19 lipca 2009

Taxi



Podczas ostatniego pobytu w Warszawie musiałem często korzystać z taksówek .
Opinia o warszawskich taksówkarzach nie jest najlepsza jak wiadomo , ale ja specjalnie nie miałem w ostatnich latach problemu z taksówkarzami.
Tak więc zamówiona taksówka podjechała pod hotel i wsiadłem…
W środku dopadł mnie jakiś dziwny utwór muzyczny i przemęczone oczy taksówkarza we wstecznym lusterku.
- dzień dobry , proszę do Stodoły – powiedziałem
- naprawdę pan chce ?- zapytał taksówkarz
- naprawdę bardzo chcę do Stodoły…
- jak pan chce – ruszył – a co tam dzisiaj grają ?

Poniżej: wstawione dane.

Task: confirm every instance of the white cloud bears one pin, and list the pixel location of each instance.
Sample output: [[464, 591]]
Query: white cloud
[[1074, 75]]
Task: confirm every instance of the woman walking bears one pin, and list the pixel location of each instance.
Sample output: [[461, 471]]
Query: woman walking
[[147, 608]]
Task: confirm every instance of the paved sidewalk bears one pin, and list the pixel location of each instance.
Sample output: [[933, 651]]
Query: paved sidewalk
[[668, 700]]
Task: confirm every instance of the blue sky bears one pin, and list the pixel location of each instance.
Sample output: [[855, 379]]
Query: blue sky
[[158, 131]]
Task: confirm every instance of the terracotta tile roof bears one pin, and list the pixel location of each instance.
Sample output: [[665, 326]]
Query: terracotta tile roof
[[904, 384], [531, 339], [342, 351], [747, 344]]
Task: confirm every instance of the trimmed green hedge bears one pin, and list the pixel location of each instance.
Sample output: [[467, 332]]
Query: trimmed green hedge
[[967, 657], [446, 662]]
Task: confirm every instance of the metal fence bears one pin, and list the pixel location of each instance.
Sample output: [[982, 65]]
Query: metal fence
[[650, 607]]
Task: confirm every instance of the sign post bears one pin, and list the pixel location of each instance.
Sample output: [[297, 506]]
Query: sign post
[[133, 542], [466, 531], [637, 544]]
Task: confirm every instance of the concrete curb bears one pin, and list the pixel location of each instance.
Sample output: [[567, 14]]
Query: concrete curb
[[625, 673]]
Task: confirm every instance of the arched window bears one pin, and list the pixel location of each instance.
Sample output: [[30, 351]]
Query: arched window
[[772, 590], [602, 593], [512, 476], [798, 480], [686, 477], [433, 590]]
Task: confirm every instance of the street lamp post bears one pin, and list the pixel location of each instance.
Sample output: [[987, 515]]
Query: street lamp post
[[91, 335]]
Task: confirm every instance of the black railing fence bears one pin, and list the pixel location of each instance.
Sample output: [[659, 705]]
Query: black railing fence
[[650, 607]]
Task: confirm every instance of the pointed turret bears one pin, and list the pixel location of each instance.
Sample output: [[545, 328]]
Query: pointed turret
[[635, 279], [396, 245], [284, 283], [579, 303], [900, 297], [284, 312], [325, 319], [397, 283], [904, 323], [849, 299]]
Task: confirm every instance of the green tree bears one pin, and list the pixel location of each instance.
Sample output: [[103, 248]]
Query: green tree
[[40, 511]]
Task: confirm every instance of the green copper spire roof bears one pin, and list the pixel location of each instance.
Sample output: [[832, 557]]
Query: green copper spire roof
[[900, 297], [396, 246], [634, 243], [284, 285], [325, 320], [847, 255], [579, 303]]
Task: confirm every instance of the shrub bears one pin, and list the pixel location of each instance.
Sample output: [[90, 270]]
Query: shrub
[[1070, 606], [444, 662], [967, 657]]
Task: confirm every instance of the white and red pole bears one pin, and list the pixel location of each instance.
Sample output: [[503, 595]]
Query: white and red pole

- Morcheeba – poinformowałem
- a co to jest , jaki styl ? – dopytywał taksówkarz
- coś takiego co gra teraz u pana z radia , ja raczej nie przepadam – odparłem uwalniająco , ale natychmiast zrozumiałem , że popełniłem błąd , utwór z radia był utworem z Cd . Ulubionej Cd taksówkarza , szybko się poprawiłem – chętnie posłucham , może być ciekawie…
- tak pan mówi – odparł taksówkarz wpatrując się we wsteczne lusterko- to ja coś panu włączę , proszę powiedzieć jaki to zespół – przełączył na inny utwór i zrobił głośniej , bardzo głośniej…
Spojrzałem w okno , do moich uszu dotarły znajme dźwięki z lat 70-tych , pomyślałem , że nie może być bym to pamiętał , pomyślałem też , że czas szybko leci …
- no i co ?!- taksówkarz przekrzykiwał muzykę
- no i co ? – odparłem
- no właśnie , co to za zespół ?!
- Budgie .
Taksówkarz wrzasnął , ściszył muzykę i …
- wie pan , że jest pan pierwszy który to odgadł ? nikt dotąd nie wiedział co to jest Budgie ,a oni grali też wolne numerki, ci młodzi ludzie nie wiedzą , że to co dzisiaj słuchają to covery z tamtych lat , ja mam całą kolekcję winili …
Środkiem ulicy szedł emeryt . Taksówkarz wyhamował wychylił się przez okno i praktycznie nie przerywając swojej opowieści krzyknął w stronę emeryta :
- na spacer to się na cmentarz idzie !
następnie kontynuował o Deep Purple , o Whisbone Ash o….
Podjechał pod jakiś budynek .
- no jesteśmy , proszę to ta dyskoteka .
- ale Stodoła ?
- o kurde to pan do Stodoły chciał ! , ale jaja , pomyliłem się , ale tędy przez park to 200 metrów
Zapłaciłem i wysiadłem .Taksówkarz wychylił się w moją stronę.
- przepraszam , ale fajnie się gadało !- i odjechał.